Выбрать главу

Здесь уместно будет упомянуть, что я иногда называл себя техническим писателем: тем, чья проза — это не более и не менее, как точное изложение некоторого содержания его разума. Для такого писателя — моего типа писателя — отрывок художественного произведения не является описанием чего-то, что могло когда-то произойти в видимом мире; это даже не описание чего-то, что предположительно могло произойти в этом мире. Для такого писателя подобные вопросы не имеют значения; отрывок художественного произведения представляет собой его размышления о том, что произошло, или о том, чего не произошло, или о том, что могло бы произойти, или о том, что никогда не произойдет.

Хотя я недавно прочитал много отрывков из «Тамариск Роу» , я наслаждался многими воспоминаниями о себе, как я бы это назвал, в начале тридцатых годов, в комнате, которую мы с женой называли книжной комнатой (до того, как она стала спальней нашего старшего сына), в течение нескольких сотен вечеров и выходных, когда я

написал последние черновики того, что, как говорится, на задней обложке издания 2008 года, можно назвать моим шедевром. Мне, например, нравилось кажущееся воспоминание о том, как я пишу не то, что сам видел, иногда глядя днём сквозь полупрозрачное желтоватое стекло входной двери дощатого коттеджа по адресу Нил-стрит, 244, Бендиго, тридцать с лишним лет назад, и не то, что видел какой-то легко различимый персонаж в какой-то легко различимой мысленной картине, а то, что выходило на свет, если использовать эту впечатляющую фигуру речи, когда в некой комнате с окнами на север, в неком северо-восточном пригороде Мельбурна я писал, что некий вымышленный персонаж стоит перед залитым солнцем стеклом, и когда я собирался описать образные узоры, уже возникавшие в бесконечном, неисчерпаемом пространстве мест, которое я унижаю, называя его своим разумом.

Пока я писал предыдущее предложение, я в очередной раз убедился в истинности утверждения рассказчика моей «Первой любви» (впервые опубликованной в сборнике «Бархатные воды» , 1990 г.) о том, что не существует такого понятия, как «Время»; что мы познаём только место за местом; что воспоминание, как мы его называем, — это не повторное открытие или воспоминание, а действие, совершённое в самый первый раз где-то в бесконечном пространстве, известном как настоящее.

В качестве иллюстрации моей предпочитаемой формы повествования я мог бы процитировать раздел из «Тамариск Роу» под названием «Поле выстраивается в очередь для гонки за Золотой кубок».

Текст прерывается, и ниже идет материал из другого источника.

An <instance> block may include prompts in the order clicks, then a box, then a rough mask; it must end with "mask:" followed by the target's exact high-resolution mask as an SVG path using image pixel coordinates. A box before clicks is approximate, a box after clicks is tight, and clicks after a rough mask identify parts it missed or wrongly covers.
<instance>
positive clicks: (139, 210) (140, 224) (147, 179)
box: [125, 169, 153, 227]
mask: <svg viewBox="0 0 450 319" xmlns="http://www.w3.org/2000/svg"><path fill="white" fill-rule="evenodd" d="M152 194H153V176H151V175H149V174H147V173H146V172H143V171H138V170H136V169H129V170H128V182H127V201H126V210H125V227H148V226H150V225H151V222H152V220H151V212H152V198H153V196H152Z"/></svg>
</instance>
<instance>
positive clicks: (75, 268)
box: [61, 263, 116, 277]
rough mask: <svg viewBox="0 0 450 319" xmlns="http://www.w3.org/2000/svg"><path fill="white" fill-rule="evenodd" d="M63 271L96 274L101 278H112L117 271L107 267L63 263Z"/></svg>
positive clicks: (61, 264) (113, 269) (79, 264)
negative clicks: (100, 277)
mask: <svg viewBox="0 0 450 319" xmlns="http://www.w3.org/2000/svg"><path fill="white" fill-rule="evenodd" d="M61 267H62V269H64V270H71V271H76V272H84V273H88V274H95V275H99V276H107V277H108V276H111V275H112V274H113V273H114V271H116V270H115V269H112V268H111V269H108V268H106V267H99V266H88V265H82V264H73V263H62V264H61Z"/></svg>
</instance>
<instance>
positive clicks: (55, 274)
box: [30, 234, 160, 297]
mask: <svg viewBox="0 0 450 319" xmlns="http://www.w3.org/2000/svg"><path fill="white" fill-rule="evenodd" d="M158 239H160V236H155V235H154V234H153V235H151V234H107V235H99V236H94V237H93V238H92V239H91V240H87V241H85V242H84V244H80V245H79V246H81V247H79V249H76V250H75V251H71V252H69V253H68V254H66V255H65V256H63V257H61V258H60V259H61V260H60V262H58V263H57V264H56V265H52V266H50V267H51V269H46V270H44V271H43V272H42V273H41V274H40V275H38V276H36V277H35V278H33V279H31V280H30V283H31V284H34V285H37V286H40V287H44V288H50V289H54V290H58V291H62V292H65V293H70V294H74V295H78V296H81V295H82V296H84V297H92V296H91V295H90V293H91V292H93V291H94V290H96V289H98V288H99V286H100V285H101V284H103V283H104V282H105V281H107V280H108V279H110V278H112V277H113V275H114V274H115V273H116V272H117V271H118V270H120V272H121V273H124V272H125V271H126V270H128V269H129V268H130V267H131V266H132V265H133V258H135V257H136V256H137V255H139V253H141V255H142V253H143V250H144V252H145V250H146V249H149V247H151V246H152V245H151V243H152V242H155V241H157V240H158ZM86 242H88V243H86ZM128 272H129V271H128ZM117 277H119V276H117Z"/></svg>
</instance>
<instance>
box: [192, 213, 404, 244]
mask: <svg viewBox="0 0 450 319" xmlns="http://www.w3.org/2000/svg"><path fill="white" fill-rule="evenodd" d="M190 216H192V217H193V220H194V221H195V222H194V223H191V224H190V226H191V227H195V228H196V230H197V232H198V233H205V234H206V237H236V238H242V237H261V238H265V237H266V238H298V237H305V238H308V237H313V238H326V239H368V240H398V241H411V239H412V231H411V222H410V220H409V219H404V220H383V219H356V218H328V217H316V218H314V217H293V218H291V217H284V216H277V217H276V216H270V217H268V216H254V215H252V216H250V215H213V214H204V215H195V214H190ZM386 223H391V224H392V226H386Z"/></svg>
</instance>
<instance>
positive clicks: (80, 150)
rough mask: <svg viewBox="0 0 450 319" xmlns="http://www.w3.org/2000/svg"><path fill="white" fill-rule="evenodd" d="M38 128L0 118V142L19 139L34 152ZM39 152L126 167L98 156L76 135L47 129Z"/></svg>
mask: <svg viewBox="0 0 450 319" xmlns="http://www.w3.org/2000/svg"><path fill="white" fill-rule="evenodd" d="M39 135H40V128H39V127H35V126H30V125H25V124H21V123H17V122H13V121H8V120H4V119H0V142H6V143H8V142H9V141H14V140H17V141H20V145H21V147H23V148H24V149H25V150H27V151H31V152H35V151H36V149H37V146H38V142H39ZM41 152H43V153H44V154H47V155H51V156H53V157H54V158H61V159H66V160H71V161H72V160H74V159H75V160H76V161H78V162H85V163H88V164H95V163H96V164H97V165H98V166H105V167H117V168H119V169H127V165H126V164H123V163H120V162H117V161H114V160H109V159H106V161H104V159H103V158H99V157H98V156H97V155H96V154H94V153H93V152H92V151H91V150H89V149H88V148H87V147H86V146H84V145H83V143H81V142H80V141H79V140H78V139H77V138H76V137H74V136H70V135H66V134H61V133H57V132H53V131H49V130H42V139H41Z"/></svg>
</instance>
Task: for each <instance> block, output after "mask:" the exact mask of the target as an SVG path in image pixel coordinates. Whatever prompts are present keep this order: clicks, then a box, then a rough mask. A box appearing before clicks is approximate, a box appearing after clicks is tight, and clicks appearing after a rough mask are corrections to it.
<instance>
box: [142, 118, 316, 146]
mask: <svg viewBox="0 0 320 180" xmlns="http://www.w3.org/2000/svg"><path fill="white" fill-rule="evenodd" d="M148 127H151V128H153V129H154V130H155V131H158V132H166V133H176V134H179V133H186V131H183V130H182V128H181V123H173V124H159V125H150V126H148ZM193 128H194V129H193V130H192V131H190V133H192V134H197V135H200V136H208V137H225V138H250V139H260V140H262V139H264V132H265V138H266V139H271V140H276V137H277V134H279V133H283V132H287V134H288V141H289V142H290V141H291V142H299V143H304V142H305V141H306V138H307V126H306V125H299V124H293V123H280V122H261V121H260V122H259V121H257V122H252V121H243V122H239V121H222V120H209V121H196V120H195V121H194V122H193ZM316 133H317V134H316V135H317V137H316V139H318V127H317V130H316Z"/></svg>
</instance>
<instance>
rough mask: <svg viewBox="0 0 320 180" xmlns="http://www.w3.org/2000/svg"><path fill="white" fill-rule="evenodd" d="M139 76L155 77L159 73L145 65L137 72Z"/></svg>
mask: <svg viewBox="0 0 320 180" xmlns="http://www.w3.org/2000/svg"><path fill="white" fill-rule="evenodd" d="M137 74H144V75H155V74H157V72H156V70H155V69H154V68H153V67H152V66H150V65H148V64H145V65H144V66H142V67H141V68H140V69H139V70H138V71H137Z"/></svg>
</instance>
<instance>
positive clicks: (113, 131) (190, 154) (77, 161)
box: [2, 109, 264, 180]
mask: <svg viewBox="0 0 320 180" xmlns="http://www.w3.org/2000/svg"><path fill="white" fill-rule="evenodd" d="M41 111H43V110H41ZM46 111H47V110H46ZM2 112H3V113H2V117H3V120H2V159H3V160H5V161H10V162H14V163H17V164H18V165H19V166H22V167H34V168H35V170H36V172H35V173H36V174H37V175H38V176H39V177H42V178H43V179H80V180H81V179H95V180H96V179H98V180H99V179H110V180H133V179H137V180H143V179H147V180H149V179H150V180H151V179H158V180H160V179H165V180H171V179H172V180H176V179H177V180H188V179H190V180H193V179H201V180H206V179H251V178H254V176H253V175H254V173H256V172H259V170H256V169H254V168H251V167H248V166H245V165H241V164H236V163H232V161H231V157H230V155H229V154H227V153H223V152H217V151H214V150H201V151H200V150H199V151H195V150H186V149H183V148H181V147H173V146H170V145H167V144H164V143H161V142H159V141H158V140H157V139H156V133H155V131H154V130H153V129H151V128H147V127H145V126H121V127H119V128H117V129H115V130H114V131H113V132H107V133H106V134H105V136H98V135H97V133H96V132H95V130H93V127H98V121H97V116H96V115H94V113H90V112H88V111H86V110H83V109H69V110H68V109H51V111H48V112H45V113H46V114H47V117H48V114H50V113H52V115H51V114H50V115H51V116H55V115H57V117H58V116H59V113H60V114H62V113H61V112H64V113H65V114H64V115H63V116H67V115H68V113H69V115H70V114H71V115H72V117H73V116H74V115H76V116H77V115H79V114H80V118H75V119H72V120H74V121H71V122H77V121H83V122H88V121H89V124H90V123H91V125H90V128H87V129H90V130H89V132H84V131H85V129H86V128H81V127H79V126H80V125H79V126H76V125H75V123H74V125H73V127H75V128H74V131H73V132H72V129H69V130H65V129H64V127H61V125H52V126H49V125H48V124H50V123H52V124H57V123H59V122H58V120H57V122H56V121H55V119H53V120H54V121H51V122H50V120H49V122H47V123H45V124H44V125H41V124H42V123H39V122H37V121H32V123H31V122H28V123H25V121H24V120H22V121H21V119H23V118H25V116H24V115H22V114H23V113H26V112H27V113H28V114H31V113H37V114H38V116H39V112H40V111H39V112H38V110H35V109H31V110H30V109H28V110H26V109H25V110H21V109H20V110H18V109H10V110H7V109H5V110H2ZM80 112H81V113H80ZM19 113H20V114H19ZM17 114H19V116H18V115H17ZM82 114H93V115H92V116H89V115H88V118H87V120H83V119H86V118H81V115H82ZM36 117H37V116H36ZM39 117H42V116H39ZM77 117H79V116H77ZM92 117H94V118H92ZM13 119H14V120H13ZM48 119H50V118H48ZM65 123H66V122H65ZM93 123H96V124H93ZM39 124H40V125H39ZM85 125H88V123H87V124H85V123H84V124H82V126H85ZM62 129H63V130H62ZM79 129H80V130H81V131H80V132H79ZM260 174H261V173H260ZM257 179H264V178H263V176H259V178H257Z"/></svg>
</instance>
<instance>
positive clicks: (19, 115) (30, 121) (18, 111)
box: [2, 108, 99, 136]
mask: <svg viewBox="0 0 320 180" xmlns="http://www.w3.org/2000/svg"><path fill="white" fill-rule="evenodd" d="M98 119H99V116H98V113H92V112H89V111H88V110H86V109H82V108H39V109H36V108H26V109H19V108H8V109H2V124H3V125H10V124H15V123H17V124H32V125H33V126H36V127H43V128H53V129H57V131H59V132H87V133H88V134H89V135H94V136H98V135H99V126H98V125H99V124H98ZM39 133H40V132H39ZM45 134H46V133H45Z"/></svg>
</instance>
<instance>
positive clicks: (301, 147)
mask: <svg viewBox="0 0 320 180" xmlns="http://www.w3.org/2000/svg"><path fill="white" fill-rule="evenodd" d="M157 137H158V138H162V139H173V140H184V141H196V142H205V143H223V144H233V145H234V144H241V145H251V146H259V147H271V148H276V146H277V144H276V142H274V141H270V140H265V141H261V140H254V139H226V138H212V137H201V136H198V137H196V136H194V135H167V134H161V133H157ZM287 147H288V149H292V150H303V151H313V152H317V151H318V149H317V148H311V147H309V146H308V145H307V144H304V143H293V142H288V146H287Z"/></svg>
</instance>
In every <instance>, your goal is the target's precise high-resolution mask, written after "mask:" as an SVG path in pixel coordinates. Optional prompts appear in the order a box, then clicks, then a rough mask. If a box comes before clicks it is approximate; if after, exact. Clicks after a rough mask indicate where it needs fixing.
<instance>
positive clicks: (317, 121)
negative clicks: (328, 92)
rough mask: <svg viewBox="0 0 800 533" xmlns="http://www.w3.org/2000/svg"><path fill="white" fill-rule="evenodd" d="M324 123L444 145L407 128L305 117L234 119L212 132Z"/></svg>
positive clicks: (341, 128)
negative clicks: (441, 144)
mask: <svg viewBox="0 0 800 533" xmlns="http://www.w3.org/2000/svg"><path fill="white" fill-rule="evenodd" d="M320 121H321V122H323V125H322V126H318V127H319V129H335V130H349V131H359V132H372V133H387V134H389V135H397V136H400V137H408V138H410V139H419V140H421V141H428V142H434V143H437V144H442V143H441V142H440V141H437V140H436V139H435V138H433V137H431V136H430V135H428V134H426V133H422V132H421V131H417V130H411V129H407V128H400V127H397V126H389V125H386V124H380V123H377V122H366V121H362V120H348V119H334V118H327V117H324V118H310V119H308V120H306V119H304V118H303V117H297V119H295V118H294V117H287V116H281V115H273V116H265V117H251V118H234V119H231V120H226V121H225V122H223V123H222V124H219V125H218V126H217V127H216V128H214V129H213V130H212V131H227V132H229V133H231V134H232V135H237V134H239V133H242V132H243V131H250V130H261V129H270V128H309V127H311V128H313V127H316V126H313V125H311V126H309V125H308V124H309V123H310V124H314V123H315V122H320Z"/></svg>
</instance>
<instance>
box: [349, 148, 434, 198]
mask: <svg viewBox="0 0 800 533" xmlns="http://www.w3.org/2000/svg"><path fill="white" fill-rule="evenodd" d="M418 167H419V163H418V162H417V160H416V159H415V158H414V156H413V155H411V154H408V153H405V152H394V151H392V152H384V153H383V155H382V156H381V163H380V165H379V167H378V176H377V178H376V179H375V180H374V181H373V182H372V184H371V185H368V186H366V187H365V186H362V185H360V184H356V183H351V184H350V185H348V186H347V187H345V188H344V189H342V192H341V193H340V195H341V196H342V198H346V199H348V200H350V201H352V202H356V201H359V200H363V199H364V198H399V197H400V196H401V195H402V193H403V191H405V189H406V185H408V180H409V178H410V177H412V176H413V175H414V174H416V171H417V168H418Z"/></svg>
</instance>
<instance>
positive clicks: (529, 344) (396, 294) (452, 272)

Этот раздел — один из многих отрывков в книге, которые, безусловно, не могут быть истолкованы как представляющие мысли или воображение какого-либо персонажа. Я также не готов согласиться с тем, что этот отрывок является каким-либо комментарием или вмешательством рассказчика, такого как Томас Харди или Энтони Троллоп. Я предпочитаю не называть источник отрывка и не связывать его тесно с каким-либо одним персонажем. Конечно, я написал этот отрывок, и, конечно, грубым методом исключения его следует приписать рассказчику, но в ходе сложного процесса чтения подлинной художественной литературы такая точность не требуется. Если в ходе этого таинственного процесса читатель может принять персонажа за себя, то тот же читатель может точно так же ошибиться с рассказчиком, или рассказчик ошибиться с любым из двух других.

Кажется, я припоминаю, что несколько критиков отмечали, что моё первое опубликованное произведение содержало многие, если не большинство, темы или направления, которые можно найти в моих последующих произведениях. Я нашёл множество подтверждений этому, перечитывая его. Возможно, мне следовало бы возмутиться своей расточительностью – тем, что я использовал в слишком длинном первом произведении то, что следовало бы сохранить для будущего. Или же я…

Мне должно было быть немного стыдно за свою нервозность как неопубликованного писателя

– выставляя напоказ гораздо больше, чем было необходимо, чтобы произвести впечатление на вероятного издателя.

Вместо этого я узнал, что сам, в лице рассказчика моего первого художественного произведения, предвидел неизбежное. Как сказал комментатор в конце своего комментария к гонке «Золотой кубок»: «…он наконец понял, что никогда не покинет Тамариск Роу…»

ВРЕМЯ ГОДА НА ЗЕМЛЕ

У меня свой способ оценить ценность книги – не только так называемого литературного произведения, но и любой книги, или, если уж на то пошло, любого музыкального произведения, или любого так называемого произведения искусства. Проще говоря, я оцениваю ценность книги по тому, как долго она остаётся в моей памяти, но не могу упустить возможность объяснить, почему чтение или запоминание книги для меня не то же самое, что, по-видимому, для многих других.